In order to provide an example, with a focus on the VVC of distribution feeders, this chapter analyses of the performances of a leaderless MAS scheme based on the information provided by PMUs. The analysis is carried out by means of a specifically developed ICT power cosimulation platform that accurately represents the transient phenomena in the power distribution system and the behavior of the communication network.

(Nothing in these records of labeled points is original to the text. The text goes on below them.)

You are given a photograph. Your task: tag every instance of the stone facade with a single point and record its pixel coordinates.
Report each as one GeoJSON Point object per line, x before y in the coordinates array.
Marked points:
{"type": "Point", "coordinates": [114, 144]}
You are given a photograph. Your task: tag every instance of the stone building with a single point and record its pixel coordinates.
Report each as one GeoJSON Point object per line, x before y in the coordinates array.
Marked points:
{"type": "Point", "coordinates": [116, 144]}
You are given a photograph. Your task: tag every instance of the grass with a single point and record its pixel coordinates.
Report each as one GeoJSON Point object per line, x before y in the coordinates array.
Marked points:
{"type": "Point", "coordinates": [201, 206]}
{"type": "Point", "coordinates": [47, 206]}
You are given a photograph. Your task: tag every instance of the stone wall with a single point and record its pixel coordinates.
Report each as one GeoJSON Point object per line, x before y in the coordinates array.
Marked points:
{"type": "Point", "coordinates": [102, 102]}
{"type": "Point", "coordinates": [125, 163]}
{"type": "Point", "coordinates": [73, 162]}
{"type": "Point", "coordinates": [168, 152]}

This application example illustrates the typical limitations induced by BT and loss of information in the communication channels, by means of the results obtained using both the model of a wired network and that of a cellular network. The specific countermeasures implemented in the MAS approach are described. In particular, a mechanism based on a priority index allows for the start of multiple concurrent compensations processes whenever packet carrying critical information is lost. The processes with low priority indexes are progressively stopped by the agents included in the scheme in order to guarantee the convergence performances of the algorithm. The results show that the performances of the adopted MAS approach appear reasonably good also for medium values of background data traffic and loss of information, taking also into account the expected accuracy of PMUs for MV distribution networks.

Acknowledgment

The application example shown in this chapter is based on results obtained in the framework of the research activities supported in part by University of Bologna (FARB FFBO122030) and by ENIACJU/CALL 2011-1/296131 E2SG “Energy to smart grid”. These activities have been carried out in collaboration with several colleagues who are the coauthors of the papers in which the obtained results have been originally presented: Davood Babazadeh (Kungliga Tekniska Högskolan - KTH), Marina Barbiroli (University of Bologna), Riccardo Bottura (University of Bologna), Fabio Napolitano (University Bologna), Lars Nordstrom (KTH), and Kun Zhu (KTH). Riverbed modeler software has been used thanks to the Riverbed University Program. The EMTP-rv simulation environment has been used in the framework of the Powersys Company Education partnership.